Can you check my implementation of ParameterServerStrategy

I have this implementation of parameterServerStrategy, and I need some explination about the strategy, because the implementation works sometimes, and sometimes it gives errors.

import tensorflow as tf
import multiprocessing
import os
import portpicker

def create_in_process_cluster(num_workers, num_ps):
    """Creates and starts local servers and returns the cluster_resolver."""
    worker_ports = [portpicker.pick_unused_port() for _ in range(num_workers)]
    ps_ports = [portpicker.pick_unused_port() for _ in range(num_ps)]

    cluster_dict = {
        "worker": ["localhost:%s" % port for port in worker_ports],
        "ps": ["localhost:%s" % port for port in ps_ports]
    }

    cluster_spec = tf.train.ClusterSpec(cluster_dict)
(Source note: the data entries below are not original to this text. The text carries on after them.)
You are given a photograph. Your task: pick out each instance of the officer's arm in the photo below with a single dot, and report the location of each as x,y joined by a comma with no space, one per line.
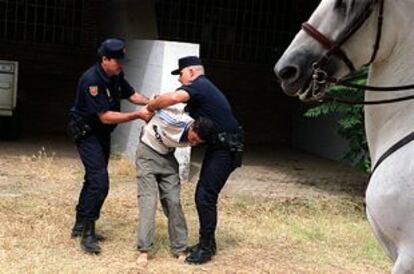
168,99
114,117
138,98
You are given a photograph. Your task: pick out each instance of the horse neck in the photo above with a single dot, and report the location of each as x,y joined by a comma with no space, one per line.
386,124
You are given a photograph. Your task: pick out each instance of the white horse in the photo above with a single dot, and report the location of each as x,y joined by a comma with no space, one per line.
389,48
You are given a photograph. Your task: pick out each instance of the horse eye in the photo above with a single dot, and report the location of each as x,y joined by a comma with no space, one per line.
339,5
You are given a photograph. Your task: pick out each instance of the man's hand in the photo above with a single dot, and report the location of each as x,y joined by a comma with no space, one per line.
145,114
    # Workers need inter_op threads to work properly.
    worker_config = tf.compat.v1.ConfigProto()
    if multiprocessing.cpu_count() < num_workers + 1:
        worker_config.inter_op_parallelism_threads = num_workers + 1

    # Launch Worker and Parameter Server processes
    for i in range(num_workers):
        tf.distribute.Server(
            cluster_spec,
            job_name="worker",
            task_index=i,
            config=worker_config,
            protocol="grpc"
        )

    for i in range(num_ps):
        tf.distribute.Server(
            cluster_spec,
            job_name="ps",
            task_index=i,
            protocol="grpc"
        )

    return tf.distribute.cluster_resolver.SimpleClusterResolver(
        cluster_spec, rpc_layer="grpc"
    )

NUM_WORKERS = 3
NUM_PS = 1
cluster_resolver = create_in_process_cluster(NUM_WORKERS, NUM_PS)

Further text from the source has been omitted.